Perfect competition in the market is a market structure wherein each participating company sells identical products, there are many buyers and sellers, and no barriers to entry or exit exist for stock market participants. It’s a theoretical market structure; it doesn’t exist in the real world.
However, perfect competition is useful if you’re studying economics, as it represents ideal market conditions. Economists can use a theoretically perfect competitive market as a benchmark to compare against real-world market conditions.
What is perfect competition in the market?
Perfect competition in the market is a model in which many companies produce identical goods consumed by a large number of buyers, buyers and sellers have access to all available information, and all participants can easily enter or exit a market. Here’s a further breakdown of the characteristics of perfect competition:
- Individual buyers and sellers have no influence over price. In a perfectly competitive market, consumers and firms are price takers, meaning they must buy or sell goods at the prevailing market price.
- A large number of sellers produce homogenous goods. Because all goods produced are identical, no seller has a competitive advantage over another. If one seller were to produce superior products, they would be able to price their goods accordingly.
- There are many buyers and sellers. Because of the large number of buyers and sellers, no individual buyer or seller can influence market prices.
- Barriers to entry or exit are nonexistent. New competitors can easily and cheaply enter a market, but it’s also easy for firms to leave because barriers to exit, like long-term contracts, don’t exist.
- Buyers and sellers have access to all available information about the market. Buyers know every seller’s prices, and sellers know all information available to other sellers. One seller isn’t privy to some advanced technology or lower-cost production method their competitors are unaware of.
- The market is in perfect equilibrium. The law of supply and demand determines how much of a good is produced. In other words, the quantity supplied by firms is identical to the quantity consumers demand.
Can firms profit in a perfectly competitive market?
In a perfectly competitive market, firms will make zero economic profit in the long term. When firms are earning economic profits, more firms will enter an industry.
The result: The quantity of goods supplied will increase, causing prices to drop. As new firms enter the market, prices and profits will continue to fall.

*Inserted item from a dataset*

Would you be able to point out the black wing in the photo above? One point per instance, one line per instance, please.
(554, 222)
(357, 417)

New firms will continue entering a market until economic profits drop to zero.
Perfect competition versus monopoly
The opposite of perfect competition is monopolistic competition. A monopoly is a market structure with one seller but many buyers.
Utilities are a classic example of a monopoly. If your electric company raises rates, you can’t just take your business to a competing electric company. Theoretically, an electric company could raise its price to infinity, and your choices would be to either pay the price charged or go without electricity. (Note: In practice, utilities are typically regulated monopolies, and state governments generally have to approve rate increases.) It’s also extraordinarily difficult for utility companies to enter and exit a market, given the infrastructure costs and the need to enter into long-term contracts.

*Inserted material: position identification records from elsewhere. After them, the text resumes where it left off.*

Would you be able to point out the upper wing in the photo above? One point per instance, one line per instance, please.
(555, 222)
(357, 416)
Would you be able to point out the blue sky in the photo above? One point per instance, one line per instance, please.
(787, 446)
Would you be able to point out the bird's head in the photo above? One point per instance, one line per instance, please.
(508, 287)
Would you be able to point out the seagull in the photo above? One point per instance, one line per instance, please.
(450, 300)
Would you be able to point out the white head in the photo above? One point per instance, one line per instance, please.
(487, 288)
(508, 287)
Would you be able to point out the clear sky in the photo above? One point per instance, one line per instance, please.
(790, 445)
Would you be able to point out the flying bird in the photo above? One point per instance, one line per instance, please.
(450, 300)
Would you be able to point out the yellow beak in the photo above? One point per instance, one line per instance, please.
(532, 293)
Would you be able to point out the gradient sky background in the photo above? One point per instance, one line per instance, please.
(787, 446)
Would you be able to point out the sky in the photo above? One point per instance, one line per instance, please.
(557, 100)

A close example of perfect competition
Though perfect competition is a hypothetical economic model, commodity markets offer many of the defining characteristics of a perfectly competitive market.
Suppose you’re buying wheat flour or corn at the grocery store. You probably don’t care what company milled the wheat or grew the corn. The products are interchangeable to you and most customers; if one bag of wheat flour costs $0.25 less than the others, there’s a good chance you’d choose it over the competition. Wheat flour isn’t exactly a product that inspires a lot of brand loyalty.
Still, commodity markets lack some of the hallmark traits of a perfectly competitive market. For example, it’s not exactly easy or cheap to set up a flour mill or plant a cornfield, nor is it simple to walk away from such a venture. Although the production processes may be similar, one company could still develop new technology to mill flour or grow corn more efficiently than its competitors or find a way to lower its transportation costs.
The concept of perfect competition provides a valuable framework for understanding how markets function. But in the real world, no pure example of perfect competition exists.